If it were said now that a Japanese semiconductor company is going to surpass Intel, many people would probably laugh it off. Although Intel was overtaken by Samsung last year, it remains one of the strongest semiconductor manufacturers on this blue planet. As for Japanese semiconductor manufacturers, whether it's Kioxia, which specializes in storage, Sony, which specializes in sensors, or Renesas, which has developed rapidly in recent years, none of them have made it into the top 10 global semiconductor manufacturers, which can be described as falling behind.
However, one point that everyone acknowledges is that Japanese semiconductors have had their prosperous times in the past. Going back to the 1980s, several Japanese companies were dominant, with Philips, Intel, Motorola, and others being mere underdogs to Japanese semiconductors.

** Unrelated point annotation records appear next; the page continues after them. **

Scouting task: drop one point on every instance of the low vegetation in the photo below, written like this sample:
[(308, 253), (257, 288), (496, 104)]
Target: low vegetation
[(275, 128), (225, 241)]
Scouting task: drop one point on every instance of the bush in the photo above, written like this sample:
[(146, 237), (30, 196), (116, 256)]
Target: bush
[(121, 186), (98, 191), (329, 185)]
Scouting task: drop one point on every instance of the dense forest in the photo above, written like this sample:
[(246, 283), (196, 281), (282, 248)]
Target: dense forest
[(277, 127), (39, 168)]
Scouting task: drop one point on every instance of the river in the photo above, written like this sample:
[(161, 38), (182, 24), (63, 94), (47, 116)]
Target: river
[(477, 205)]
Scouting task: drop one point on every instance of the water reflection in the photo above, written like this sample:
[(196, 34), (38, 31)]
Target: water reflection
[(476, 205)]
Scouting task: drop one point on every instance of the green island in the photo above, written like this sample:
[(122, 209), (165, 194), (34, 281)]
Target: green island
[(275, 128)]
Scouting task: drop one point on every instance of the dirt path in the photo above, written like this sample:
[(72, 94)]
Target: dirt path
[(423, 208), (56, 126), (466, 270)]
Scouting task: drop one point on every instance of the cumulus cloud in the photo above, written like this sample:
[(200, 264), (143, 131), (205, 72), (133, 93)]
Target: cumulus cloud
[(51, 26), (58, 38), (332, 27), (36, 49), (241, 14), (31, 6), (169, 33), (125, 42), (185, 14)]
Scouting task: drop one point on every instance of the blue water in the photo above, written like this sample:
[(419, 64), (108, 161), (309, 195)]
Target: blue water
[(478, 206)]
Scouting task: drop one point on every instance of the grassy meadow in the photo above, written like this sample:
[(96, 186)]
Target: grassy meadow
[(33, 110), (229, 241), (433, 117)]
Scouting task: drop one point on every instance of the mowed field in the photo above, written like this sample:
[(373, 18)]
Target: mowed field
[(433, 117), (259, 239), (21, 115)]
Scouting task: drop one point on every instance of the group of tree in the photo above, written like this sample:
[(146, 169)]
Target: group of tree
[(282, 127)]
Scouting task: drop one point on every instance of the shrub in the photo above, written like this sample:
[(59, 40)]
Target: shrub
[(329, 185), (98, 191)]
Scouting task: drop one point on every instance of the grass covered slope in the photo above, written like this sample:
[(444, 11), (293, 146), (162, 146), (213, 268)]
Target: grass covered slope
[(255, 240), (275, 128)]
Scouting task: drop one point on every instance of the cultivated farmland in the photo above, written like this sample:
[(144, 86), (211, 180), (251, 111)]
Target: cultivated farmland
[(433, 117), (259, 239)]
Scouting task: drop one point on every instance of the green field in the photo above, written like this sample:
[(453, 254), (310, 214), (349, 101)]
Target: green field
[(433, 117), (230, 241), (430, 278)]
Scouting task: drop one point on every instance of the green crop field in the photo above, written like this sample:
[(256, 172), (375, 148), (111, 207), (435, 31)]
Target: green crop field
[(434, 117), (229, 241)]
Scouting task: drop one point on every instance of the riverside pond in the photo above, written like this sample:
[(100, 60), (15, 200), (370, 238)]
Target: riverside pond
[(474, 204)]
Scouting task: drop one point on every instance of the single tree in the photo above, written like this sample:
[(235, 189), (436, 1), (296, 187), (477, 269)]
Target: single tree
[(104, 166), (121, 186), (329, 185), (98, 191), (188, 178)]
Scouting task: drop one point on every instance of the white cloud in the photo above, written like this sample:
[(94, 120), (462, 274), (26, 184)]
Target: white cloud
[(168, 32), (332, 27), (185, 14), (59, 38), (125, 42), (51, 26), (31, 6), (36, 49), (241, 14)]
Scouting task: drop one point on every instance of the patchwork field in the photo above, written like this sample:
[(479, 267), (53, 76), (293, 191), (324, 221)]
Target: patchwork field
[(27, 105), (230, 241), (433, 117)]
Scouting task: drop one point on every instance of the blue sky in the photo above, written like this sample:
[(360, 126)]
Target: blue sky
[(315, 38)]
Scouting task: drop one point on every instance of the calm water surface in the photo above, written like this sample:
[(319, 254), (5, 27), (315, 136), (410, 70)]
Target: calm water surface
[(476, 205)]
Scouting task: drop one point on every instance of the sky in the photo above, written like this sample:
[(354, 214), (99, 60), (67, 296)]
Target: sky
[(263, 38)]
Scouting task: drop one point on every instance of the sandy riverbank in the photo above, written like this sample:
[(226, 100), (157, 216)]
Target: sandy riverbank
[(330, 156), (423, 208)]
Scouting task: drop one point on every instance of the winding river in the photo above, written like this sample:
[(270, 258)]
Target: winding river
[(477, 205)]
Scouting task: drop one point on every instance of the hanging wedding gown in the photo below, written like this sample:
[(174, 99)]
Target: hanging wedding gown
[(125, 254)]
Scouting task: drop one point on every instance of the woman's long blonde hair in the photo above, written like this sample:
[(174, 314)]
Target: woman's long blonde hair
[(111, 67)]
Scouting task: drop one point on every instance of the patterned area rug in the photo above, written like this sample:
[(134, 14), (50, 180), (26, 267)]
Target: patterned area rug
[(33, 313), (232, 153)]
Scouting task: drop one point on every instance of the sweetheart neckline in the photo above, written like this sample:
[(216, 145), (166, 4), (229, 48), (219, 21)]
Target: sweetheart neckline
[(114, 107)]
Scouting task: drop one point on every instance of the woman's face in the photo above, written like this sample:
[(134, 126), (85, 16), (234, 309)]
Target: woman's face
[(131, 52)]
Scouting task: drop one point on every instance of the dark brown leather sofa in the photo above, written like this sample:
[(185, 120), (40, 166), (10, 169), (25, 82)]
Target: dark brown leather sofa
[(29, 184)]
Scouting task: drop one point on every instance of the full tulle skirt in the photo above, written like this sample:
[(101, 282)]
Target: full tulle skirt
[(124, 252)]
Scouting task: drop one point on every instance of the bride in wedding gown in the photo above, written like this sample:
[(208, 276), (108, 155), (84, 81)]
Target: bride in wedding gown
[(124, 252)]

But Japanese semiconductors were like a meteor that streaked across the sky, experiencing a brief period of brilliance in the 1980s, and then succumbing to the United States' pursuit and blockade. In 1985, the United States and Japan signed the Plaza Accord, which led to a significant appreciation of the yen against the US dollar, causing the Japanese economic bubble to gradually burst and dealing a heavy blow to the domestic semiconductor industry in Japan.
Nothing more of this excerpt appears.